The people brought children to Jesus, hoping he might touch them. The disciples shooed them off. But Jesus was irate and let them know it: "Don't push these children away. Don't ever get between them and me. These children are at the very center of life in the kingdom. Mark this: Unless you accept God's kingdom in the simplicity of a child, you'll never get in." Then, gathering the children up in his arms, he laid his hands of blessing on them. Mark 10:13-16 (Message)
Don’t you wish you could go back and see the world through the eyes of a child? That wide-eyed enthusiasm, simplicity, care-free spirit, and longing for nothing but fun is something we, as adults, rarely see in one another. But, kids get it. Much more than we do.
And, sadly, just as the disciples did, we overlook the profound examples of faith children provide us. We brush them aside, and think we, as “big people” have all the right answers. But, if you read Jesus’ words in the passage above, you cannot escape Jesus’ disdain for this type of attitude. Jesus warns us that we had better not come between him and the children.
Children may not have the mental capacity to understand the deeper meanings and symbolism presented in scripture. They may not know the names of all 12 disciples. They may not even realize yet that there is an Old Testament and a New Testament. But, Jesus never told us these things were important. There was only one bit of truth that he wanted us to grasp: that He came, died, and was risen to new life for us.
I was reminded of this recently with my own son, Chandler. He just turned 7. We were at the dinner table, and had just said the blessing. My wife had prayed for a friend, asking God that this woman would see the need for Him in her life. When she finished, my 11-year old son said, “I thought she was a Christian.” My wife replied that this lady had been to church, but had not asked Jesus in her heart.
So, Chandler responds, “Well, how do you do that?” Great question. One we have prayed he would ask.
We proceeded to have a discussion about God, Jesus, the problem of sin, the life and death of Jesus, and His resurrection. This was nothing new to Chandler. He knows “the facts.” But, I could see something was stirring inside him.
Later that evening, I called Chandler to come upstairs. We sat on his bed, and I asked him if he remembered the discussion we had at dinner about Jesus and how we can be with him in heaven if we tell him that we believe in him. He said, “Yeah. Can I do that right now?” Wow. Be still my heart.
I asked him some questions to make absolutely certain that he understood what was happening. He did. I said, “Buddy, if you know that Jesus died for your sins, and that you want to be with him in heaven when you leave earth, then you don’t have to wait any more. You can do it right now.”
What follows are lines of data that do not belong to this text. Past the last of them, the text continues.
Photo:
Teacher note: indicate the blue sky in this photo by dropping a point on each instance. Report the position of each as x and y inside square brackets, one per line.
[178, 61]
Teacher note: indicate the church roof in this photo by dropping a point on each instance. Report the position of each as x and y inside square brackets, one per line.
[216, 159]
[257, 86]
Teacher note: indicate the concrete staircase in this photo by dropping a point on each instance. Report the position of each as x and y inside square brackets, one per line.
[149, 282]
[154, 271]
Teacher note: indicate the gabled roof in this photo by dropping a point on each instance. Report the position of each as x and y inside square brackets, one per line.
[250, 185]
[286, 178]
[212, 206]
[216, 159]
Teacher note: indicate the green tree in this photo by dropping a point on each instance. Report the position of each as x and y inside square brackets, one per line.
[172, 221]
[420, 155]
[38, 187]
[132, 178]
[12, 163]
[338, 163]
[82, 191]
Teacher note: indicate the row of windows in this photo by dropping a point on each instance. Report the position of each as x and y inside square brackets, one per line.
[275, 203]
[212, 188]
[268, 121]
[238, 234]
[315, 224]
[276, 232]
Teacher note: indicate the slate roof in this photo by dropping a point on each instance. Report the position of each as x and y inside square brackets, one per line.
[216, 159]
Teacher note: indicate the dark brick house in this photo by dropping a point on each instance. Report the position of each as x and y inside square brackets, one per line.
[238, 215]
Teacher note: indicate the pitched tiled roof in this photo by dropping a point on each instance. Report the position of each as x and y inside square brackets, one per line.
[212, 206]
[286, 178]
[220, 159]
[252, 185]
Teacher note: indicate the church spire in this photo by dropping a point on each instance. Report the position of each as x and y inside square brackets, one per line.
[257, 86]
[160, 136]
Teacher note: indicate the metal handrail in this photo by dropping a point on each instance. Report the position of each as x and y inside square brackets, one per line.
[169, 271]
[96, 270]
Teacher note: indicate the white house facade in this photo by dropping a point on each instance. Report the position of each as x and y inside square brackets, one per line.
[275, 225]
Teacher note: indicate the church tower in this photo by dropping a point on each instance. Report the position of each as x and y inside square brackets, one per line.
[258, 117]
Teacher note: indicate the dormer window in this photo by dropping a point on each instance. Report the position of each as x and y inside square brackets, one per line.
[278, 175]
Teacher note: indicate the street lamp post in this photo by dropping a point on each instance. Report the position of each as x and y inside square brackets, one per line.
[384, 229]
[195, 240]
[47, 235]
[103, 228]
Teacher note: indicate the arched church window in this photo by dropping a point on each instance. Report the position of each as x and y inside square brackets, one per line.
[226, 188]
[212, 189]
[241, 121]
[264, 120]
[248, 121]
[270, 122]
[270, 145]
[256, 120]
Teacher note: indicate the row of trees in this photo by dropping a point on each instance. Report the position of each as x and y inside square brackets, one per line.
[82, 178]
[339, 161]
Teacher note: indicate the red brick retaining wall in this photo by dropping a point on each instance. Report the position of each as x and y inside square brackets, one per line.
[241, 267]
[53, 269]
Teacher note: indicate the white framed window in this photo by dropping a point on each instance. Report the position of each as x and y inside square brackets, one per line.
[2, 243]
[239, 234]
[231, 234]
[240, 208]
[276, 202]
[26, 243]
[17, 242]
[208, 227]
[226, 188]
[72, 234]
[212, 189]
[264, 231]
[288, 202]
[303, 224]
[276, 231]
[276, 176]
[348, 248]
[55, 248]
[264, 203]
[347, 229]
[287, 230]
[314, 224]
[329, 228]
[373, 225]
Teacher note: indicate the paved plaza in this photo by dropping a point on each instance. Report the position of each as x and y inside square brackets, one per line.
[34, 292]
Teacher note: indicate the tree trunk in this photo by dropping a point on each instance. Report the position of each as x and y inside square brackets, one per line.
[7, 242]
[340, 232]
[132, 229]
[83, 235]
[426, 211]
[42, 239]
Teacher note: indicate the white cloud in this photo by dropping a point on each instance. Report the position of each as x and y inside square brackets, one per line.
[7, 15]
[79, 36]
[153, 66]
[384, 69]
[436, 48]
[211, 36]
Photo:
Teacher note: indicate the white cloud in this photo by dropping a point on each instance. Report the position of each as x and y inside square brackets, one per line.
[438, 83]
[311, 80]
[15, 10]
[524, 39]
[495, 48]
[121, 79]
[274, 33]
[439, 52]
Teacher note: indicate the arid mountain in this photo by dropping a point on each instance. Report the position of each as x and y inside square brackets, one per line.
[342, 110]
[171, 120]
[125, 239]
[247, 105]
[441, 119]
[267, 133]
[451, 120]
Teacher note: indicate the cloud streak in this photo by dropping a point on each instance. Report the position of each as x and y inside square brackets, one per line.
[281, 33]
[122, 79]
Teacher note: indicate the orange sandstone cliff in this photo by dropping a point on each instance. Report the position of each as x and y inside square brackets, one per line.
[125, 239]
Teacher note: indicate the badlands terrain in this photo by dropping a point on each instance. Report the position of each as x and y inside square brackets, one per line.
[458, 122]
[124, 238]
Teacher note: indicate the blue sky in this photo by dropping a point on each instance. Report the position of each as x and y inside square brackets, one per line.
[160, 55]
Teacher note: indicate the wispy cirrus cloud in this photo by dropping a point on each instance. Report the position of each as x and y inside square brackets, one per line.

He said, “I want to do it right now.”
I took his little hands in mine, and we prayed. It was one of the most tender, special moments of my life. While it was quiet and peaceful in his bedroom, I can guarantee you there was a party like none other that was being held in heaven at that moment.
Later that night, Chandler got to tell his mom and his brother about the decision he made. More tears of joy, more laughter and hugs and kisses.
Then, he wanted to call his grandparents. With each of his grandparents taking turns individually, Chandler explained matter-of-factly, “I let Jesus in my heart.”
He “let” him in. I was immediately struck by the profound nature of his choice of words. He didn’t say that he asked Jesus in. He seemed to understand that he didn’t need to ask. He just needed to “let.” Jesus was ready. And, on May 2, 2011, so was Chandler.